For iPhone and Mac, any app that supports local GGUF inference can load Tiny Aya. At 3.35B parameters, it should run comfortably on iPhone 15 Pro and later and on any Apple Silicon Mac. If you are new to finding and loading GGUF models, our guide to searching for GGUF models on Hugging Face covers the full process.

The model was released under open weights — free to use and modify. Cohere is also releasing the training and evaluation datasets on Hugging Face and plans to publish a full technical report.

Who Should Use Tiny Aya?

Tiny Aya is not a general-purpose replacement for Gemma 3 or Qwen 3. For English-centric work, coding, or long-context tasks, those models remain the better choice. For a broader look at what is worth running locally right now, see our comparison of the best local LLMs for iPhone and Mac.

Tiny Aya earns a download if any of these apply to you:

You work across multiple languages and want one local model to handle all of them
Your users speak South Asian, African, or Southeast Asian languages that other small models handle poorly
You are building an offline-capable app for a multilingual audience
You need a private, on-device translation engine that keeps text off a server

The use cases are practical and specific: a health worker in rural India needing real-time translation between Tamil and Hindi, a researcher analyzing Yoruba-language documents offline, a developer building a voice assistant in Urdu that cannot depend on a stable internet connection.
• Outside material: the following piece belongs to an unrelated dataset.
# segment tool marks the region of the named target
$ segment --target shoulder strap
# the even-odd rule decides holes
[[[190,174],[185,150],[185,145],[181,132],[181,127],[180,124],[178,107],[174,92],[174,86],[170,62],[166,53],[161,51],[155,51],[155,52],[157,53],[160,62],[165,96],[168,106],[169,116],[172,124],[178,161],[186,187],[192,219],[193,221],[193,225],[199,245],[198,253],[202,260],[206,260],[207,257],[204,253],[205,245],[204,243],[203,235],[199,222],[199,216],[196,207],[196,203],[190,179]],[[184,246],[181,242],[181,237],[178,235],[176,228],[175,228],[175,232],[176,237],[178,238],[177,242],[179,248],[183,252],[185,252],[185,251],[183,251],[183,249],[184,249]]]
These are the gaps that frontier cloud models technically cover but practically do not — because the latency, cost, and data sovereignty requirements make cloud inference unsuitable for the edge.

The Bottom Line

Tiny Aya makes a credible argument that multilingual AI does not need to be a frontier-scale problem. A 3.35B model, trained on a single 64-GPU cluster, beats 4B-parameter competitors across the majority of translation benchmarks — because the team focused on the right problem: tokenizer design, data curation for underserved languages, and on-device efficiency.

The GGUF versions are on Hugging Face today. If you work in multiple languages or build for multilingual audiences, this is the strongest locally-runnable option available at its parameter size — and at 32 tokens per second on an iPhone, it is fast enough to actually use.